Paying close attention were member states of the European Union. While free to set their own drug laws, all are obliged to uphold the UN Single Convention on Narcotic Drugs, which defines THC as a Schedule-1 illicit drug. Taking liberties with the interpretation and enforcement of that policy, many EU nations are moving forward with agendas to make medical cannabis available to their citizens. For example:
Netherlands: For 10 years, physicians have been able to prescribe cannabis. The nation is home to Bedrocan BV, the only source of cannabis to Finland, Germany, Italy and Norway.
England: The only legal medical cannabis-related drug is Sativex, a product of UK-based GW Pharmaceuticals. However, Sativex is rarely prescribed to patients in England.
Germany: The Federal Institute for Drugs and Medical Devices has authorized cannabis for some cases, and allows patients to cultivate cannabis plants for personal use. Costs are very high (the equivalent of $800 to $1000 per month for those patients who don’t grow their own). Selection is limited to strains offered Bedrocan BV. Currently no health insurance covers the cost of cannabis.
Italy: In 2013, therapeutic use of cannabis was authorized for patients with prescriptions. Related legislation is in flux, but appears to be trending toward having costs covered by the Regional Health System, through a hospital pharmacy or the patient’s health insurance.
Medical cannabis has been legalized or decriminalized in Spain, France, Romania and the Czech Republic.
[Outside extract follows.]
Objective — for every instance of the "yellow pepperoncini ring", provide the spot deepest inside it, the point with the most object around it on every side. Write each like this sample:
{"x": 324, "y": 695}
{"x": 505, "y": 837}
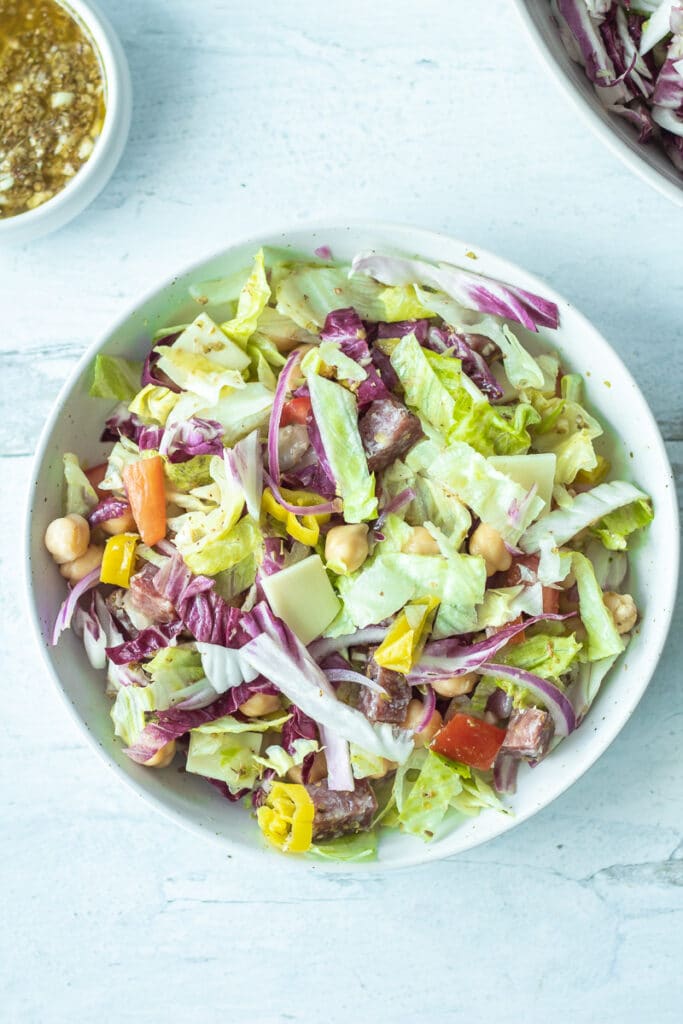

It’s notable that a significant issue regarding legalization and administration has to do less with cannabis in general than the form in which it is prescribed and consumed. Smoking cannabis doesn’t deliver the drug in a consistent, predictable way—anathema to many physicians. That’s a major reason for the push on many fronts to introduce cannabis extracts, in liquid or gel cap form. Extracts can be processed to express precise quantities and ratios of active agents such as THC and CBD. Such standardization means that cannabis could be administered in a fashion identical to “conventional” drugs, and thereby being more likely to be considered by physicians for their patients and by government and private health insurance systems for routine coverage.
It may be in the best interests of health insurers to use their influence to forward pro-cannabis initiatives in the EU. With more widespread use, it’s possible (probable?) cannabis will be shown to effectively replace other prescription drugs, with potentially lower cost and certainly lower risk of negative side effects. Attendant with that change must come lower prices and increased availability.
How efforts from patients, healthcare providers, insurers and governments to adopt medical cannabis will accord with international treaties remains a puzzle. At this year’s meeting of the Commission on Narcotic Drugs, Canadian assistant deputy minister of health, Hilary Geller, spoke out on Canada’s new liberal-controlled government’s intention to move from the “war on drugs” strategy to one emphasizing harm reduction. She received prolonged ovations for her presentation.
While Canada appears to be taking a leading role, it seems clear attitudes in most developed countries have reached a tipping point and that medical cannabis is destined— sooner than later—to be accepted as a viable and widely-recommended medicine.